Deduce dataypes from table with only nvarchar fields?

79 views Asked by At

I have a table like this:

Create table landingzone.classes(
teacher nvarchar(255)
,moment nvarchar(255)
,noOfStudents nvarchar(255)
,scheduledYesNo nvarchar(255)
)

INSERT INTO [landingzone].[classes]
           ([teacher]
           ,[moment]
           ,[noOfStudents]
           ,[scheduledYesNo]) 
Select ' Henrov', '  01/07/2021' ,6 ,'True' 
union all 
Select ' Bill', '  01/05/2021' ,6 ,'False' 
union all
Select ' Henrov', '  31/07/2021' ,NULL ,NULL

What I need is a script that finds out that

  • [teacher] should be a nvarchar(255)
  • [moment] should be a timestamp
  • [noOfStudents] should be an int
  • [ScheduledYesNo] should be an bit (or an int with 1/0 as value)

and creates a table like this:

Create table staging.classes(
teacher nvarchar(255)
,moment datetime
,noOfStudents int
,scheduledYesNo bit
)

followed by a datatransfer from landingzone.classes to staging.classes.

However, it should do this by analyzing the table dbo.test, not by referring to some config tables containing the names of the columns with associated datatype. Due to the possible large numbers of records in dbo.test where a lot of fields can be empty, it should look past the first 200 (preferably this number should be configurable)

The tables in the landingzone are delivered by other processes and should explicitly keep existing in the current form (business rule).

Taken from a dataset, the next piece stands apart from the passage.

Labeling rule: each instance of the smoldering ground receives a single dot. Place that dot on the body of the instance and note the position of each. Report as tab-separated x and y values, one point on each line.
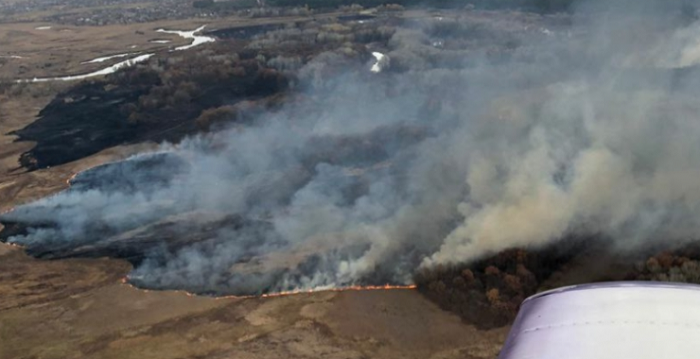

The challenge I think is mostly in autodiscovering the proper datatypes.

Can this be done in BIML?

1

There are 1 answers

1
billinkc On BEST ANSWER

There's no Biml method that can help you detect data type.

I was on a long term project ingesting typeless data from a mainframe and we took a similar approach to what you're doing. We landed data as-is into a table with the widest allowable string type from that system*

We wrote a TSQL script that would unpivot the table and then generate N columns that do analysis on the data. A series of tests would look like (free hand coding so go with the spirit not the letter) :

SELECT
  MIN(LEN([teacher]))
, MAX(LEN([teacher]))
, COUNT_BIG(DISTINCT([teacher]))
, COUNT_BIG(WHEN NULLIF(LTRIM(RTRIM([teacher], ''))) IS NOT NULL THEN 1 END AS NotNullOrEmpty
, COUNT_BIG(WHEN NULLIF(LTRIM(RTRIM([teacher], ''))) IS NULL THEN 1 END AS NullOrEmpty
, COUNT_BIG(CASE WHEN TRY_CONVERT('bigint', [teacher]) IS NULL THEN 1 END) AS NotBigInt
, COUNT_BIG(CASE WHEN TRY_CONVERT('bigint', [teacher]) IS NOT NULL THEN 1 END) AS BigInt

The purpose of that was to generate descriptive statistics on what the column looked like - how often was it populated, what percentage of it could fit into the various data types, min/max lengths

Gotchas we ran into.

No data or sparsely populated data. That was easily the biggest bite in our backsides. If I recall correctly, NULLs would happily cast into whole number types so we had lots of correcting to do after the fact once we had sufficient data. Save yourself some grief, if you don't have much data, leave it as string ;)

Local data rules. We ran into things that canned scripts wouldn't handle. The mainframe used a caret ^ to signal end of time

Dates and times. Model204 could handle March 32. Clearly that's the same as April 1, right? Same with March 31 24:30 is clearly April 1 at 00:30

*"Oh, well yeah we do have these fields where we can store binary/very long strings. Didn't we tell you about those?"